In other words, the U3 measure of unemployment can decline for two different reasons: the economy can create more employment opportunities or people become discouraged and stop looking for jobs. Discouraged workers move into the U6 category where they are counted as unemployed until they have been discouraged for more than one year when they are no longer officially considered to be part of the labor force. The U6 unemployment rate can rise as short-term discouraged workers are dropped out of the U3 measure and moved into the U6 measure, and the U6 rate can fall when the workers become long-term discouraged and are officially removed from the labor force.
Think about this for a minute. The BLS admits that the US unemployment rate that includes people who have been discouraged about finding a job for less than one year is 13.2%. The official line is that the US economy has been enjoying a recovery since June 2009. How is there a recovery when 13.2% of the population is unemployed?

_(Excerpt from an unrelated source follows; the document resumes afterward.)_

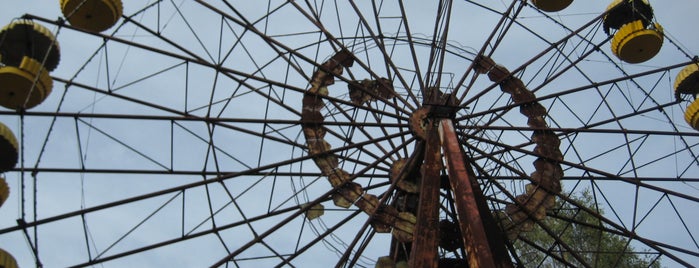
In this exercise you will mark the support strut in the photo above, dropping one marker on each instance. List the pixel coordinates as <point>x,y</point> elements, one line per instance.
<point>485,244</point>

This question becomes even more pointed when the long-term–more than one year–discouraged workers who cannot find a job are included in the measure of unemployment. The US government does not provide such a measure. However, John Williams (shadowstats.com) does. His estimate produces a 23.2% rate of US unemployment. An increase in the number of long-term discouraged workers is consistent with the drop in the US labor force participation rate from 66% in December 2007 to 63% in November 2013.
There is no such thing as a recovery with 23.2% unemployment.

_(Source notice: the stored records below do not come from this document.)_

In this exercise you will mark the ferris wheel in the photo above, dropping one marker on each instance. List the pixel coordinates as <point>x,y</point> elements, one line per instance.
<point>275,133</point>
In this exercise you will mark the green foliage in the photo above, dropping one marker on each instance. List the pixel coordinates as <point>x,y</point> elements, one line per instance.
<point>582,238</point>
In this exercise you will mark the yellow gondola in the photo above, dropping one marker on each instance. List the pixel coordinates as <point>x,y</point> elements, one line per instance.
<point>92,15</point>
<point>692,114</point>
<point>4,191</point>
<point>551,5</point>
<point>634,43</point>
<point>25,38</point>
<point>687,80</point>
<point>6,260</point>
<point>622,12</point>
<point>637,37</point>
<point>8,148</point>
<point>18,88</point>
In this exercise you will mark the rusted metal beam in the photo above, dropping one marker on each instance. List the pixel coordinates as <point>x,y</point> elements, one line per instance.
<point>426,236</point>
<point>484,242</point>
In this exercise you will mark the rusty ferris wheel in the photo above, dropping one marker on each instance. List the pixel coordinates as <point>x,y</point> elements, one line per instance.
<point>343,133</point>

So, if there is no economic recovery, why are stock and bond prices so high, at all-time records? The answer is simple. The Federal Reserve is printing $1,000 billion new dollars annually and the newly created money is going into the bond and stock markets, driving them to high bubble levels.
So here sits the US economy with substantial unemployment, with massive trade and budget deficits that are taxing the US dollar’s credibility, with the labor force participation rate declining because there are no jobs to be found, and we are enjoying economic recovery with bond and stock prices at historic highs.

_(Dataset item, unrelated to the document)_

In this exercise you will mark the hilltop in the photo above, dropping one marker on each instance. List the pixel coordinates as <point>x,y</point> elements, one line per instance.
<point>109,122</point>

If this isn’t enough of a puzzle, consider the official second estimate of third quarter GDP growth. According to this estimate, the US economy expanded at a 3.6% rate in the third quarter; yet official U6 unemployment is 13.2%.
And if you believe the government, there is no inflation either. Yes, I know, your grocery bills go up each month.
Keep in mind that many of the new November payroll jobs could reflect seasonal hiring gearing up for the Christmas sales season. Remember, the payroll survey counts one person with two part-time jobs as two jobs.
Economic recovery requires a growth in real median family income and/or an increase in consumer debt, and, except for a rise in student loan debt, there is no sign of either.
US real median household income has declined from $56,189 in 2007 to $51,371 in 2012, a decline of $4,818 or 8.6%. http://www.deptofnumbers.com/income/us/ [1]
US real per capita income has declined from $29,554 in 2007 to $27,319 in 2012, a drop of $2,235 or 7.5%.
How do consumers take on more debt in order to finance their consumption when their real incomes are falling? The growth in consumer credit outstanding is due to student loan growth.
I have not seen the establishment’s explanation of how recovery can occur without growth in real purchasing power either from rising real incomes or rising consumer indebtedness.
According to the Bureau of Labor Statistics, there are 1,277,000 fewer seasonally adjusted payroll jobs in November 2013 than in December 2007.
How it is possible for the economy to have been in recovery since June 2009 (according to the National Bureau of Economic Research) and there are 1,277,000 fewer jobs today than existed six years ago prior to the recession?
How has real Gross Domestic Product recovered when jobs and real consumer incomes have not?
These are among the many questions that go unasked and unanswered.
Statistician John Williams says that the economic recovery is a statistical illusion created by deflating nominal GDP with an understated measure of inflation.